Mais qu’est-ce c’est que cet humour féminin, qui aurait en commun Katherine Levac, Lise Dion, Mariana Mazza et Clémence Desrochers? On nous dit que c’est pour refléter «la grande place des femmes en humour». Lors d’une soirée récente dans un cabaret d’humour, il y avait plus d’hommes faisant des jokes de gars qui se rend au gym contre son gré (3) que de filles (1). Peut-être faudrait-il alors un gala sur les gars qui vont au gym, étant donné qu’ils prennent une si grande place dans l’humour québécois? Lors de cette même soirée, trois hommes parlaient de leur cueillette forcée – par leur blonde – de fruits d’automne (pommes: 2, courges : 1): peut-être aussi envisager de programmer un gala en automne, puisque la thématique semble si porteuse?

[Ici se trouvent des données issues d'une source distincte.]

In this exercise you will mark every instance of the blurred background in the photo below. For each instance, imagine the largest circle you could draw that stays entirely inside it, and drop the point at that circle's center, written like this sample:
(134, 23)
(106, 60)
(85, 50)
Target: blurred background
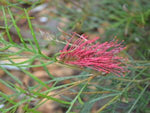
(128, 20)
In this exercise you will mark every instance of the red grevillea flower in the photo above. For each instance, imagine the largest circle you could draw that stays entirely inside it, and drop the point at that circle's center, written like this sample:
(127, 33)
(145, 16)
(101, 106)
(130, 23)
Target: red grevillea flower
(87, 53)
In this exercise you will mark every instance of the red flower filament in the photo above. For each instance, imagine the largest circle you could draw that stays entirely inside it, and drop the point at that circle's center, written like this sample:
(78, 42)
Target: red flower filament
(87, 53)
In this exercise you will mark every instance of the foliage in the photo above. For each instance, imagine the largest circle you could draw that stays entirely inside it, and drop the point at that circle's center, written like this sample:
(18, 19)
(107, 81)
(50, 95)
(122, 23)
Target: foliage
(111, 94)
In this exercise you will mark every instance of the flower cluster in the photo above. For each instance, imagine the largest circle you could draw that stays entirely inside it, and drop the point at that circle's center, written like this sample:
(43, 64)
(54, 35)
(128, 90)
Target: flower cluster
(98, 56)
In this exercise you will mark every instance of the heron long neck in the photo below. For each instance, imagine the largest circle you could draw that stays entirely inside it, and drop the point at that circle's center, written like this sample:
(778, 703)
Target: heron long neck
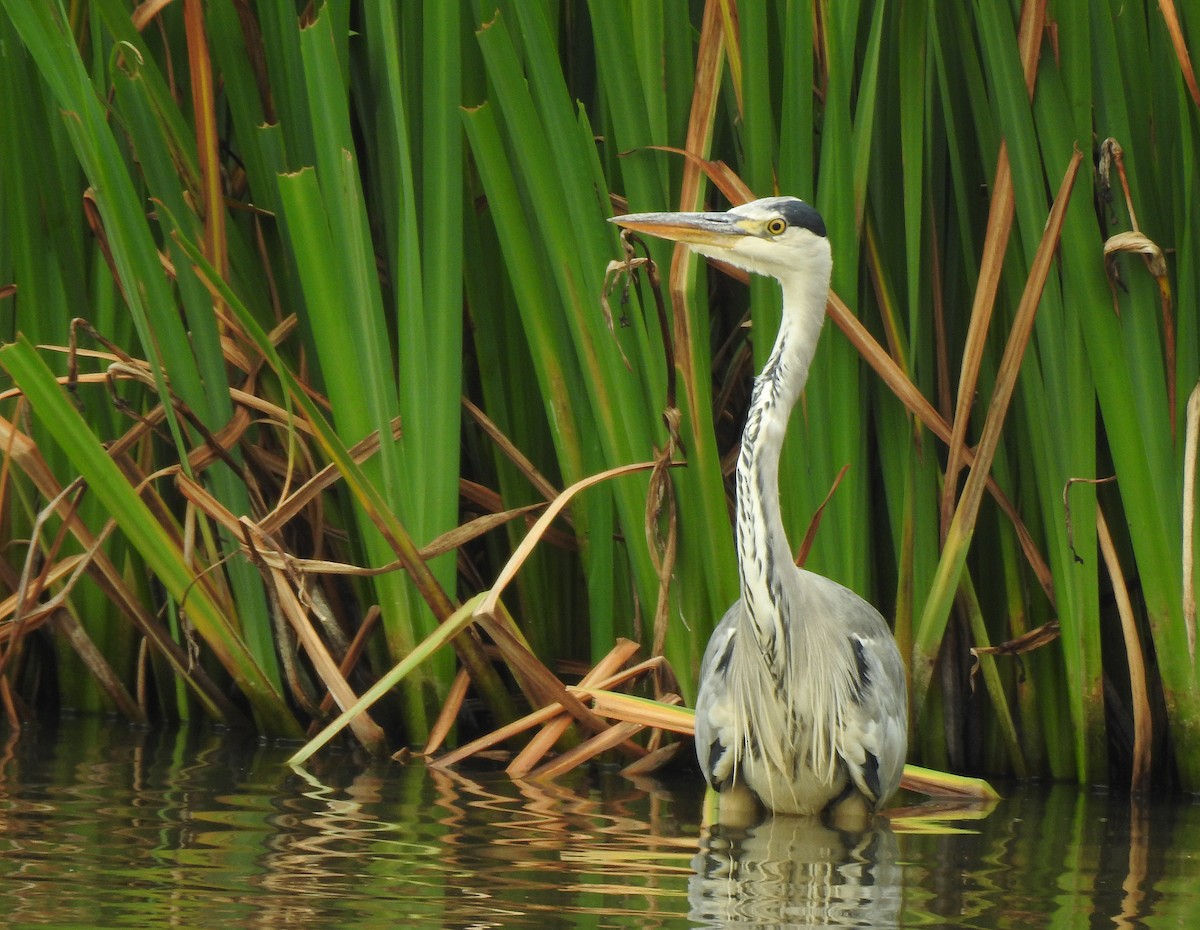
(765, 555)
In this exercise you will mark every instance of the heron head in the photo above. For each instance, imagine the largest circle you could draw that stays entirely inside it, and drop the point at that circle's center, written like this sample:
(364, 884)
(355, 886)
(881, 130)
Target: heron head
(779, 237)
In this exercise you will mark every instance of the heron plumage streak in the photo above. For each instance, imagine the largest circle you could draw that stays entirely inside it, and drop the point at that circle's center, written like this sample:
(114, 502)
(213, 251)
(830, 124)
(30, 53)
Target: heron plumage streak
(802, 696)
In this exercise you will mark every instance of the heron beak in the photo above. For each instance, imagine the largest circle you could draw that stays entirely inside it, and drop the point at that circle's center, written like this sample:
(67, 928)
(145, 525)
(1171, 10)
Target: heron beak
(707, 229)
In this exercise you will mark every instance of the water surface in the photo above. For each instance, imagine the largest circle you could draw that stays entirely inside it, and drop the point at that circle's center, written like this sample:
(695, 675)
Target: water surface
(103, 826)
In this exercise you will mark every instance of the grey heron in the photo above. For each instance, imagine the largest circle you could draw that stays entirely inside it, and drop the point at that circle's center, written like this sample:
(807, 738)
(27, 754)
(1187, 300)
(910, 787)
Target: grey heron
(802, 702)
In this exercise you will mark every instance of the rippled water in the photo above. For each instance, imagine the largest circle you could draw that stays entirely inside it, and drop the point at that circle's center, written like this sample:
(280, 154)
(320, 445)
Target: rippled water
(101, 826)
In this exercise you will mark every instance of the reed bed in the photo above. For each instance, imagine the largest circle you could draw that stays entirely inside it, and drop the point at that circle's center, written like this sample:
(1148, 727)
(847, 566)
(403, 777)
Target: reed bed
(319, 358)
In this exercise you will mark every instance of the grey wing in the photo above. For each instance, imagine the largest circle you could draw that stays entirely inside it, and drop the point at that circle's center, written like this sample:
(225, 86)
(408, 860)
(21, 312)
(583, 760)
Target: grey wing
(717, 744)
(875, 721)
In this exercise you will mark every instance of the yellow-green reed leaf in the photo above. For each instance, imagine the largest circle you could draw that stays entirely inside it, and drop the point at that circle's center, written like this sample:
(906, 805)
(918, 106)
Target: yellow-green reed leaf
(453, 625)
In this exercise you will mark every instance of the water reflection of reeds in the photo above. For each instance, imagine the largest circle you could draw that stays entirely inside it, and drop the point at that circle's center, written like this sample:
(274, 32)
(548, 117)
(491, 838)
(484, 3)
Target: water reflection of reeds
(114, 827)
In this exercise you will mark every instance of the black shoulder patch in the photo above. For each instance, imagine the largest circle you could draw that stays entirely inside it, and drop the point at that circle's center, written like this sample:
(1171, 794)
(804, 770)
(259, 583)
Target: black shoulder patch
(797, 213)
(871, 775)
(862, 671)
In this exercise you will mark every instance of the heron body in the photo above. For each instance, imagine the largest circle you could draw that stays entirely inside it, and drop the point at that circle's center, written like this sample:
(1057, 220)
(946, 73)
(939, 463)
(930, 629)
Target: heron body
(802, 690)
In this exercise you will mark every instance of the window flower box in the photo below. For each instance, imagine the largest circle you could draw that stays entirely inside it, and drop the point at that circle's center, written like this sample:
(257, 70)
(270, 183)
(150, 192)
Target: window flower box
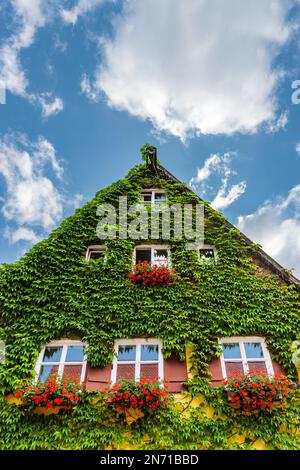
(136, 399)
(256, 391)
(53, 394)
(148, 274)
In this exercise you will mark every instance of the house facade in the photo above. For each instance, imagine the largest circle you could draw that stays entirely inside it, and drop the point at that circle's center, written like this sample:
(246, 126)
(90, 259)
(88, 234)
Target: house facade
(75, 306)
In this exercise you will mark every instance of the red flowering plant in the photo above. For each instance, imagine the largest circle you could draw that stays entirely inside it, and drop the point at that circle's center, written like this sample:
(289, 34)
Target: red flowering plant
(55, 391)
(256, 390)
(147, 274)
(147, 395)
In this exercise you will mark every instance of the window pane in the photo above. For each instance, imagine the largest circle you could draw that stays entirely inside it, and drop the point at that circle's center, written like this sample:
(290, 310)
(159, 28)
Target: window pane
(160, 256)
(160, 198)
(149, 371)
(126, 353)
(75, 354)
(52, 354)
(206, 253)
(46, 372)
(125, 371)
(143, 255)
(253, 350)
(146, 197)
(233, 367)
(259, 365)
(72, 372)
(96, 254)
(149, 352)
(231, 350)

Dans un courriel envoyé par Juste pour rire aux humoristes et qu’une source anonyme m’a fait parvenir, on se fait rassurant: «Très important: ce gala n’aura rien d’une soirée de “fifilles”! Tout le monde peut proposer un texte pour ce gala», poursuivant que les filles, quant à elles, ne seront pas obligées de parler de menstruations. Fiou! Le courriel continue avec des suggestions de numéros, dont celle-ci, sur la culture du viol: «Les hommes priés de se montrer discrets dans une manifestation sur la culture du viol: non-sens». Parce que tant qu’à proposer des sujets de numéros, pourquoi ne pas proposer l’angle directement? Mais pas un angle trop «fifille», là, ni trop féministe: le numéro sur le sable dans la vagin a déjà été fait. Non: pour faire changement, un point de vue qui souligne comment au fond, dans la culture du viol, c’est les hommes encore une fois qui font pitié. Autrement dit, ce gala «féminin» n’est pas vraiment réservé aux femmes, aussi maladroit cela aurait-il pu être. Il fait aussi de la place aux hommes qui voudraient rire des filles, comme si le sujet n’était pas déjà assez exploité.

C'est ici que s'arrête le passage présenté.